Read: Philippians 3:7-14
Paul’s past as an oppressor of the faith could have weakened him as an apostle of the faith. But knowing the power of God’s grace to forgive and forget, Paul was able to put away his disreputable past and reach for “what is ahead.” This is something that anyone can discover.
F. B. Meyer said, “We ought not to dwell upon our past sins as though they were ever present to the eye of God, so we will not be incapacitated for high and holy service. What would Peter have done on the day of Pentecost if he had persisted in pensively dwelling on the scenes of denial, and had not dared to believe that all was forgiven and forgotten? What would have been the effect on the apostle Paul if he had allowed the memory of his share in the harrying of the saints to overcast his spirit when summoned to found churches, write epistles, and traverse continents? When once we confess it, sin is immediately put away. God will never mention it again. It need not be a barrier on our service; it should not hinder us from aspiring to and enjoying the most intimate fellowship which is within the reach of mortals.”

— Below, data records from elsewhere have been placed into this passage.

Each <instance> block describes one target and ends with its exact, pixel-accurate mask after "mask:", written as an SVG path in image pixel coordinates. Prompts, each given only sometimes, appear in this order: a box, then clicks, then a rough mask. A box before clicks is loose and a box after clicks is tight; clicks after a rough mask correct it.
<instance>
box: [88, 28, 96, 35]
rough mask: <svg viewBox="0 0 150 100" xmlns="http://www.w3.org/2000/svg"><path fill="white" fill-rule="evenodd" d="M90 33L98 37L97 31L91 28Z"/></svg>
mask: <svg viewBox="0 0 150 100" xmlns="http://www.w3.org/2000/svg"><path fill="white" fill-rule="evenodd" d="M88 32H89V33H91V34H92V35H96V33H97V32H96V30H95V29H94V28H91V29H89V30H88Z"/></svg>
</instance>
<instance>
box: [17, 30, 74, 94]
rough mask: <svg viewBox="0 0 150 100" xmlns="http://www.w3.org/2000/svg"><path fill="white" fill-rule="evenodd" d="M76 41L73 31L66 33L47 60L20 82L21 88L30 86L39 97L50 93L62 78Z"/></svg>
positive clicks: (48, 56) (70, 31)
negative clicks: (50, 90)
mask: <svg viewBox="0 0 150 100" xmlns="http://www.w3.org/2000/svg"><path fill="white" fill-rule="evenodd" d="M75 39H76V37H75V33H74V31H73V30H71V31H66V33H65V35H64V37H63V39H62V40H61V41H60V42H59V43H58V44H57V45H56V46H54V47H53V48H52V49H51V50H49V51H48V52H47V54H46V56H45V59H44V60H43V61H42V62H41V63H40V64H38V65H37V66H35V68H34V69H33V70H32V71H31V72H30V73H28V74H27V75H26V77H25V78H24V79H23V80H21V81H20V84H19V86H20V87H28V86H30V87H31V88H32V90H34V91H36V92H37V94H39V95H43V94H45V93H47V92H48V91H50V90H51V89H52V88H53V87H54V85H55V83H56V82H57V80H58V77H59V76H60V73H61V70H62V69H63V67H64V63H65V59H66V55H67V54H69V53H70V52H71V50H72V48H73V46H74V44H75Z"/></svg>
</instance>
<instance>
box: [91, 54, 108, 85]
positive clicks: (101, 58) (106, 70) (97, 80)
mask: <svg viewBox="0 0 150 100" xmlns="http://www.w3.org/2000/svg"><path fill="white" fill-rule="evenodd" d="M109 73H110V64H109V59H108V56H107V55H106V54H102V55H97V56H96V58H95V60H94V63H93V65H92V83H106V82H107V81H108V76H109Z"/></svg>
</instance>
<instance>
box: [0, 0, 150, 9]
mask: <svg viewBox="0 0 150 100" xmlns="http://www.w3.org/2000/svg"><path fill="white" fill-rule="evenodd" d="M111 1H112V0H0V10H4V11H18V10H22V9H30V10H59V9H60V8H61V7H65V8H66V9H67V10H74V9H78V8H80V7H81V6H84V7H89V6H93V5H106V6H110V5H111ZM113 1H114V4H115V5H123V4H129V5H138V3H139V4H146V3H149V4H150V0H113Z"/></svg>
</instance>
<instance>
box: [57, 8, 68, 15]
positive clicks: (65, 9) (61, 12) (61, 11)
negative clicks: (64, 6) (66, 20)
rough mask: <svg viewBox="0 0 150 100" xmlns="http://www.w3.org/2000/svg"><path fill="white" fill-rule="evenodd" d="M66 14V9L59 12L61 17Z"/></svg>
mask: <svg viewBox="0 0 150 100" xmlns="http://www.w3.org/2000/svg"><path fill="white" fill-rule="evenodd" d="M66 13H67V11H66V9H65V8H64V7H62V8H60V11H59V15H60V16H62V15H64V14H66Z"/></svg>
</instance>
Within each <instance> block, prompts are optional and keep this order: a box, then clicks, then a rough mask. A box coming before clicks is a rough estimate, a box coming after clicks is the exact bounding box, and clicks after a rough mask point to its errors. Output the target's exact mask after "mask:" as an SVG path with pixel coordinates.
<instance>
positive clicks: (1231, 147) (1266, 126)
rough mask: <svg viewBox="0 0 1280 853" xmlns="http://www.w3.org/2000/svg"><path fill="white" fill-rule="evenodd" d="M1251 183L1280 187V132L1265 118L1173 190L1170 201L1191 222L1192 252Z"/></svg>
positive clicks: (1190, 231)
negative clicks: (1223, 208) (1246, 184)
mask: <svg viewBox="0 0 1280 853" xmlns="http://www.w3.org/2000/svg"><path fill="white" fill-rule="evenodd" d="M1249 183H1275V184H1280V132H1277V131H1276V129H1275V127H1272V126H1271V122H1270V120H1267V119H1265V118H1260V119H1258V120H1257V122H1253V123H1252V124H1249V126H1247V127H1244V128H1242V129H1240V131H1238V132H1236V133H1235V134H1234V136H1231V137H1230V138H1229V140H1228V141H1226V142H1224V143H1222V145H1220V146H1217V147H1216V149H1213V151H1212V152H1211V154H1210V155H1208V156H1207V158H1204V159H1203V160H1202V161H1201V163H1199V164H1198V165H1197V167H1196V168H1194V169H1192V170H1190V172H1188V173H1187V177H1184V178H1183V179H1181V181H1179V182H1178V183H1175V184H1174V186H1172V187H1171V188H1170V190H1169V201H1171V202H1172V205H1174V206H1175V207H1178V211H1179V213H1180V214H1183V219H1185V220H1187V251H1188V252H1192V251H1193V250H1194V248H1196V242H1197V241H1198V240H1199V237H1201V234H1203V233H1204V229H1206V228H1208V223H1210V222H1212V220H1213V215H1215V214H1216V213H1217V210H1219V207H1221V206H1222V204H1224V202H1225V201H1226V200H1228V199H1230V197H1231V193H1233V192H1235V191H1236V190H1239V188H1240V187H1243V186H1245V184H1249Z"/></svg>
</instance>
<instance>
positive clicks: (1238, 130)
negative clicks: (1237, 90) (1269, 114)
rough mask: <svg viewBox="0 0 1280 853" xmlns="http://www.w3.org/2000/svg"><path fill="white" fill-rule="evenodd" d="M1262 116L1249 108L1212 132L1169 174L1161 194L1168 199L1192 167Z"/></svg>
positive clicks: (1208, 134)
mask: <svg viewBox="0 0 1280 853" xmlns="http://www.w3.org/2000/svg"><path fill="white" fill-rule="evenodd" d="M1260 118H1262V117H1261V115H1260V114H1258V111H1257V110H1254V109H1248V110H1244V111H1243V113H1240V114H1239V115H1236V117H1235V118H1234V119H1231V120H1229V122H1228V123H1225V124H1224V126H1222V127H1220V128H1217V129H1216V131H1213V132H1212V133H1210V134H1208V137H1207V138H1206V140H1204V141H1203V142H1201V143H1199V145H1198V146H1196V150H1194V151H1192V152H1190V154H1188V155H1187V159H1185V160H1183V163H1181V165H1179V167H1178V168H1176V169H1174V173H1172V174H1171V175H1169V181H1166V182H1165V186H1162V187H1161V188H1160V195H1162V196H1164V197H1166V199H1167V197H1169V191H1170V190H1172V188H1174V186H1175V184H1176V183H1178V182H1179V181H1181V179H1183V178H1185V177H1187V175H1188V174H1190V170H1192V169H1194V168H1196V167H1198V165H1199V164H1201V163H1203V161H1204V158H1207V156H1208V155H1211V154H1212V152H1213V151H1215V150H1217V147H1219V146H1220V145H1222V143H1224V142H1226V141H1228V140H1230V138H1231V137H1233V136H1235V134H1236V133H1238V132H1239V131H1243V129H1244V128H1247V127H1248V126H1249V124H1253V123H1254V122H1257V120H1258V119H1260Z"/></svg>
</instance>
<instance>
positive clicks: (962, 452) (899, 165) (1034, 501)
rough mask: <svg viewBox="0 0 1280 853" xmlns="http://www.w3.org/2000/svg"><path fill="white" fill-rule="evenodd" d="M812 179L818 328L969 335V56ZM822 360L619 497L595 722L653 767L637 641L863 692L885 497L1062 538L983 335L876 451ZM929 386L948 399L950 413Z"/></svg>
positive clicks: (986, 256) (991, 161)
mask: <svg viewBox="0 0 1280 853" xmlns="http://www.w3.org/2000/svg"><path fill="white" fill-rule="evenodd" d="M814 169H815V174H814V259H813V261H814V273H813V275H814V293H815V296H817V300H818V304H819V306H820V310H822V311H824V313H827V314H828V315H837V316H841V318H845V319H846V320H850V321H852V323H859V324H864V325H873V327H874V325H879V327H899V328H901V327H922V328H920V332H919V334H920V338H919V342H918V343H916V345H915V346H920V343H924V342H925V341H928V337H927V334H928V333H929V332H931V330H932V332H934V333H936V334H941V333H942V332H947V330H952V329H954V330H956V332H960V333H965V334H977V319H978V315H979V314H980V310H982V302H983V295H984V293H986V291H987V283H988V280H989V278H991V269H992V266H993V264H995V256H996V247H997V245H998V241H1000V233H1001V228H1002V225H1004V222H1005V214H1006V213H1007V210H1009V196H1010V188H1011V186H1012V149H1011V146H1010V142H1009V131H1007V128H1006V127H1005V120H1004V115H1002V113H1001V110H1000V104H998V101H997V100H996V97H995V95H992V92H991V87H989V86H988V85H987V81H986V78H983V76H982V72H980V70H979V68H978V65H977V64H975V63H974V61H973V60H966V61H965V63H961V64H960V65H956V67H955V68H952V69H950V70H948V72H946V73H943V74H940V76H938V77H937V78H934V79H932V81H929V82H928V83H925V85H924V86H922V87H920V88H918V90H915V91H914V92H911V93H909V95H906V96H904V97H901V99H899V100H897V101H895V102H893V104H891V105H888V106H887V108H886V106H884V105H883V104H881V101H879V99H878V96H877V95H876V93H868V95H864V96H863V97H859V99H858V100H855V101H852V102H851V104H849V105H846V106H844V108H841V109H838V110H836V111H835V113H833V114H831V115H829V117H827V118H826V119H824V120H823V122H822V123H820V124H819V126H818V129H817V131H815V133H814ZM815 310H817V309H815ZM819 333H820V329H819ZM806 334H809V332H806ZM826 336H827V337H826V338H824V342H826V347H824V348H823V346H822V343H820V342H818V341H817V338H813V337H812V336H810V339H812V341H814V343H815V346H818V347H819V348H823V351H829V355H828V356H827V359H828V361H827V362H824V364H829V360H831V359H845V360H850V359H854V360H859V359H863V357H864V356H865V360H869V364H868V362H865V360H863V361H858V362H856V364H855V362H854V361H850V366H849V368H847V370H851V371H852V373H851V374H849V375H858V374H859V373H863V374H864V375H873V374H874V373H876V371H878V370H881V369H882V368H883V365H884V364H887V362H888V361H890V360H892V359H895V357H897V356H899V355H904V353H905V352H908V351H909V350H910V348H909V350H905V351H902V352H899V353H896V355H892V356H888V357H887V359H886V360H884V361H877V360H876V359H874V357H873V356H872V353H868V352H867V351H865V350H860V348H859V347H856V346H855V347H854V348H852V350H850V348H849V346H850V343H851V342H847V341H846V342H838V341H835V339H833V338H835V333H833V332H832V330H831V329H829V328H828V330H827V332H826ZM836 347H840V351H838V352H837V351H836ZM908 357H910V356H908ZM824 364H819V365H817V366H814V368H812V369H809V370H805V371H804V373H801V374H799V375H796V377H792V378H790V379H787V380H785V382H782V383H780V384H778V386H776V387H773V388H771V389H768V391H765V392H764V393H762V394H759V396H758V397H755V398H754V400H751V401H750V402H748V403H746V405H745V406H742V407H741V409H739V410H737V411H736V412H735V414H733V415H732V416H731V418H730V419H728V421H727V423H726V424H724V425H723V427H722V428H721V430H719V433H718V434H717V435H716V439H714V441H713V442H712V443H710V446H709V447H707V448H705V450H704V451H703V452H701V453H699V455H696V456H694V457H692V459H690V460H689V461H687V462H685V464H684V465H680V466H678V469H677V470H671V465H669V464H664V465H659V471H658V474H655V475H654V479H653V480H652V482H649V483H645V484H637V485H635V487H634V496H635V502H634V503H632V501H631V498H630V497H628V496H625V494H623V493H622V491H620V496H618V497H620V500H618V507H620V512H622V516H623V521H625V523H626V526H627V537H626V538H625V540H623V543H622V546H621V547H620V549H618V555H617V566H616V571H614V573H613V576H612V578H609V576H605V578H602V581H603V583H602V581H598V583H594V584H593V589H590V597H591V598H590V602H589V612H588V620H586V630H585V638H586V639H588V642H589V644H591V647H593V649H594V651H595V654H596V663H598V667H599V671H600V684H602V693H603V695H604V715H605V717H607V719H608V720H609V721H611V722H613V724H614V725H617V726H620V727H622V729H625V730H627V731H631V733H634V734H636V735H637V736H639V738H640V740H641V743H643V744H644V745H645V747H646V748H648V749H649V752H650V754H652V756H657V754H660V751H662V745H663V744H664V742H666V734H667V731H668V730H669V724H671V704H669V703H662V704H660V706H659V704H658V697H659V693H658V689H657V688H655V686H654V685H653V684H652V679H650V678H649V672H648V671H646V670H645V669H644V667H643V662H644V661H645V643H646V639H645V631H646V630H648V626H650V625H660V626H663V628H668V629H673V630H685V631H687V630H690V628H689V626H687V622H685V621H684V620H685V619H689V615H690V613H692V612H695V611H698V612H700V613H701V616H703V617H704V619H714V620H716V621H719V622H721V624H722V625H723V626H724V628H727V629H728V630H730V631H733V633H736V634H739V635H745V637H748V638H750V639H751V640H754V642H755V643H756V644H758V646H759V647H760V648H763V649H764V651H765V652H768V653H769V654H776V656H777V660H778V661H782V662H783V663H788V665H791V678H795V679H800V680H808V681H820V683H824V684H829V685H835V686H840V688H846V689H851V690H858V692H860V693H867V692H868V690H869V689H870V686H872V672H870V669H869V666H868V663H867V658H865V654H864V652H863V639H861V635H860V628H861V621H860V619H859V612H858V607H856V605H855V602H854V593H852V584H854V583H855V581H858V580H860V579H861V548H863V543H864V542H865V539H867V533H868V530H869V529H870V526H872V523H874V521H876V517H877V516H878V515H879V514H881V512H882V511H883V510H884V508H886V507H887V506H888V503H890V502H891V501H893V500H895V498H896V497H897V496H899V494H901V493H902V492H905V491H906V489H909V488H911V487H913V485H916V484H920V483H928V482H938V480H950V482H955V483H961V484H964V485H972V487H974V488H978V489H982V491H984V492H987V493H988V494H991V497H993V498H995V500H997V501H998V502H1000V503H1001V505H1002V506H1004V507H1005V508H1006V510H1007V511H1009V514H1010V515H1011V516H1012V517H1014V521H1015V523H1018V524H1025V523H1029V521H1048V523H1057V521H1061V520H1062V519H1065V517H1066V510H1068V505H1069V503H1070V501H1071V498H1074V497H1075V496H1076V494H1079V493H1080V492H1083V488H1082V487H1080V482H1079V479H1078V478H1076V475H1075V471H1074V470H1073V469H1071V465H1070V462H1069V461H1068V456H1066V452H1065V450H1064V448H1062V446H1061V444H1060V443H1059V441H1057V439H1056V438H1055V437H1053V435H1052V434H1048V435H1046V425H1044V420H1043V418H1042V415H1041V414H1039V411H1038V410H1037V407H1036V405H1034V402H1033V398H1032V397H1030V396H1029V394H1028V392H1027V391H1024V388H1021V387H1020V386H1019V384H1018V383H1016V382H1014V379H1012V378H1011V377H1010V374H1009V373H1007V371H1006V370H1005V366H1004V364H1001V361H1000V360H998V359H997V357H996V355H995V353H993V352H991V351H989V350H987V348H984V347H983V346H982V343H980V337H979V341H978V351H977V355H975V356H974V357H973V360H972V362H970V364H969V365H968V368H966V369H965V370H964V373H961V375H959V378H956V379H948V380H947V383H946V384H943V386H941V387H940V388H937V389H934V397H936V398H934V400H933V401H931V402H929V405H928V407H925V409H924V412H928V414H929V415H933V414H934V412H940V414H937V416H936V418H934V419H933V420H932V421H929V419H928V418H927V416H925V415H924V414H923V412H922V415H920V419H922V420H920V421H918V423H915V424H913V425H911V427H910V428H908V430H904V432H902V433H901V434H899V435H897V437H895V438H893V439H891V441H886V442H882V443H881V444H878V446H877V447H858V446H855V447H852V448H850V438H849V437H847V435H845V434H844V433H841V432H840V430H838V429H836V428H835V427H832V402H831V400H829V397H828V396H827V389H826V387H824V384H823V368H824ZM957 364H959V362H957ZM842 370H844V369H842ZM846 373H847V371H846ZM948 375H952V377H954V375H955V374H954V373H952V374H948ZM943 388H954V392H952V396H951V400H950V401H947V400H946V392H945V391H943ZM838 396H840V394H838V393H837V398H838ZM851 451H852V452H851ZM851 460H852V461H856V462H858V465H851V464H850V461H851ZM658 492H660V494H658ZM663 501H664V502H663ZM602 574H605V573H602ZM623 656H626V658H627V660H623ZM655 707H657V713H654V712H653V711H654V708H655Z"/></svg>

In Isa. 43:25, God says, “I, even I, am He who blots out your transgressions for My own sake; and I will not remember your sins.” The choice is yours: Either brood over your past or “press toward the goal for the prize of the upward call of God in Christ Jesus” (Phil. 3:14). Nothing compares with the excellency of knowing and serving Jesus Christ. So do not allow past sin to hinder you from pursuing your present goal. Instead, concentrate on developing your relationship with Jesus, and your mind and heart will be filled with dreams, goals, projects and prayers for the days ahead. Press toward the goal of knowing Jesus and of making Him known. It is the best way to move toward the mark in your Christian life.